CHAPTER 38 #2
She pulled her handwritten copy of the family tree – such as it was – out of the Emmy folder, checked it against the dates on the letters .
. . May 1913. June, July . . . She read the names once again.
Mary, Elizabeth, George. She didn’t see how .
. . Could the letters have been written by someone in the next generation up?
But that would make her even older, that would make her not the Emmy Joanna had come to know at all.
She would guess from the tone of her letters that Emmy was abroad for the first time, writing excitedly to her – older?
– lover who she missed more than life itself.
Then it hit her. Lover . . . not husband.
Joanna stared into space. How could she have been so stupid?
Of course, Emmy wasn’t Edith or Mary or Elizabeth – because Emmy didn’t live here in Mulberry Farm Cottage.
She never had. She had sent the letters here, yes.
But not because she lived here, rather because her lover lived here. God . . . Her lover . . .
It explained why there was only one painting here – she must have given it to Rufus as a present but kept the others, or sold them maybe.
It explained why Emmy hated to be apart from him.
Their relationship was not one of stability nor security – at least not when the letters had been written.
They weren’t married, but they were very definitely in love.
It even explained why Emmy had referred to ‘finding a way through the mire’ and other comments that had made Joanna suspect their relationship might be more complex than she had at first assumed.
Joanna held the letters closer to her breast, sniffed the old, faintly musty scent of the browned, crinkled paper, tried to get her thoughts in order.
It would be the person who had received the letters who would have them, to keep, to reread, to hide, not the person who had written them.
So . . . She held them away from her once more.
Rufus was not Emmy’s husband, but her lover, her dearest, her heart’s love.
And . . . Oh, my God. Was Rufus a real name?
A pet name? A nickname? Rufus could be anyone.
She looked around the room, her room. It had seen her through her childhood, her adolescence, and now her separation from Martin.
And the Venetian bridge painting had always been here on the wall, so familiar that until she’d found the letters, she’d been almost blind to it.
The signature on the painting . . . She moved closer.
Well, it was definitely an S and then a long squiggle which was slashed across.
After finding the letters, she’d assumed it was Emmy Shepherd.
But she could see now that what she had thought was a ph was more likely to be a double l, and the first h might not be an h at all . . .
She sat down on the bed again. Rufus had lived here.
And he could be older than Emmy – that would work.
Once more, she scrutinised the family tree.
Could Rufus have been William’s father, her great-great-grandfather Edward, whose name had been on the census form as head of the household?
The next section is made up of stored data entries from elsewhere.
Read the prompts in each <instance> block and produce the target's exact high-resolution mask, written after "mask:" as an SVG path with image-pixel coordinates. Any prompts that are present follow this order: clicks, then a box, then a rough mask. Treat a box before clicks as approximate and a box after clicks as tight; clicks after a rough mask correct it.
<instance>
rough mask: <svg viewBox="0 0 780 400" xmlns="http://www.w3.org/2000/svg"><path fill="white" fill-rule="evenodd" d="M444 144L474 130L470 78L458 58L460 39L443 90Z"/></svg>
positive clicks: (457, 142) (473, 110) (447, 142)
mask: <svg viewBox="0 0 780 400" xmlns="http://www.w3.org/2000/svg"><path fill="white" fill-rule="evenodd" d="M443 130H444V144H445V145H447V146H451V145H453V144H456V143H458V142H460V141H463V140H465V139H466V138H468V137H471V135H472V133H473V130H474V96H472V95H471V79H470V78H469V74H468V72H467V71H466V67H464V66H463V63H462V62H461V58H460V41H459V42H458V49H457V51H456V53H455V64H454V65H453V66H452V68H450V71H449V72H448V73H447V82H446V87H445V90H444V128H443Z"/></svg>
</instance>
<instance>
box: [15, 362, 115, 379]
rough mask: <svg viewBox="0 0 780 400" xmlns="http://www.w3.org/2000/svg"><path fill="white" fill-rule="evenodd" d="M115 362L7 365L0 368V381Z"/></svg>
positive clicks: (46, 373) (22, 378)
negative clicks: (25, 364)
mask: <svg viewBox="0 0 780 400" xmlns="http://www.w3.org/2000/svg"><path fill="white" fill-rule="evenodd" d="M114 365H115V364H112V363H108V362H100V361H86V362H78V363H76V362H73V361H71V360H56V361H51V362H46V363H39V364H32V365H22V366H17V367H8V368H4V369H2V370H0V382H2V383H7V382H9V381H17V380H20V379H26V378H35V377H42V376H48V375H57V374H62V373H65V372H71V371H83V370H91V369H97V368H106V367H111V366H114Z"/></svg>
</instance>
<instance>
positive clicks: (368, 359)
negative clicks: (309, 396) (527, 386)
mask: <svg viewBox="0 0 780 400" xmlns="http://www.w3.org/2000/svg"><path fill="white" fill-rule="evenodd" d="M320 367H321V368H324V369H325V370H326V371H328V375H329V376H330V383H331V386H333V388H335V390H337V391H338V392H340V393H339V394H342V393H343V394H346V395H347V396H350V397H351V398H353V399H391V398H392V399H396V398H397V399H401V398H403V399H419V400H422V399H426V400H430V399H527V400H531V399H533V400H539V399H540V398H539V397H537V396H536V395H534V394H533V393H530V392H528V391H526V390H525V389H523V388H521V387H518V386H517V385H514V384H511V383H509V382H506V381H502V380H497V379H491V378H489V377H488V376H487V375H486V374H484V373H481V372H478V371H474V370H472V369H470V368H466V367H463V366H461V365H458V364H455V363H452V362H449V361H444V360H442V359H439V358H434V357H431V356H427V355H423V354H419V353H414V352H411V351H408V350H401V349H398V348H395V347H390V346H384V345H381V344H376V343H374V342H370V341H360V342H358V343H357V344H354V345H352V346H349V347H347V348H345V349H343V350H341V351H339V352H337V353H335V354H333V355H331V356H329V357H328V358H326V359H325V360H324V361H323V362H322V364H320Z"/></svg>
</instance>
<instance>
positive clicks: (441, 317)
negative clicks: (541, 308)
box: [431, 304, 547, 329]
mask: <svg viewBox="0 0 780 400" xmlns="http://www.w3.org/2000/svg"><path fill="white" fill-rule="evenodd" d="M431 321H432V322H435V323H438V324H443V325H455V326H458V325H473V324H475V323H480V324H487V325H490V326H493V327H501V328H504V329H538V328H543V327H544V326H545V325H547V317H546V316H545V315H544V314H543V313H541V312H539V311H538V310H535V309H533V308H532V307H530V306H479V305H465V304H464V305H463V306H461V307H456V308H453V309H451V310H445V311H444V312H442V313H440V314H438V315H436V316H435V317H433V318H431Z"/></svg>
Or would he have been too old for Emmy? Or could it have been an uncle perhaps?
Or even her great-grandfather William himself?
Had he once been in love with Emmy before he married the rather stern-looking Edith?
It was possible. It was even possible, she supposed, that he’d met Emmy after his marriage to Edith.
Edith, as Joanna had already observed, looked neither well nor happy.
Whereas William . . . Joanna began to sift through the photos that Harriet had given her.
Rufus? Didn’t that mean . . . ? She was almost certain . . .
She got to her feet, still holding the contents of the Emmy folder, returned to her laptop and looked it up.
Rufus. Latin. Meaning red-haired. Joanna sat back in her chair.
Yes. So . . . Emmy might have called him (whoever he was) Rufus, not because that was his given name, but because .
. . he had red hair. She thought of the couple she’d seen under the mulberry tree in Lisbon.
Emmy and Rufus – the man with red hair. It was mind-blowingly simple.
And he had lived here. He . . . whoever he was.
She stared out of the window. The farmyard was empty now; Harriet was probably in the barn collecting eggs.
Joanna traced a pattern on the window with her fingertip.
She was no nearer to finding out who Emmy really was – her surname was indecipherable from the signature on the painting and all Joanna had discovered was that it probably wasn’t Shepherd.
Which meant, unless she had gone on to marry a Shepherd – if Rufus even was a Shepherd – that Emmy wasn’t an ancestor of Joanna’s at all.
She sighed. It was a disappointment. And she had felt so close to Emmy.
But was Rufus an ancestor? This was more than possible, given her new theory.
Joanna had all the old photographs that might give her a clue as to Rufus’s identity, but how could she recognise red hair from a faded sepia photo?
As for the red-headed man she’d seen under the mulberry tree in Lisbon, she hadn’t seen his face clearly enough, his features had been little more than a blur.
Still . . . Joanna smiled. She felt more confident than before. She was making decisions. She was on her way to Prague. And things were beginning to fall into place: in this story from the past that had drawn her in; maybe in her own life too.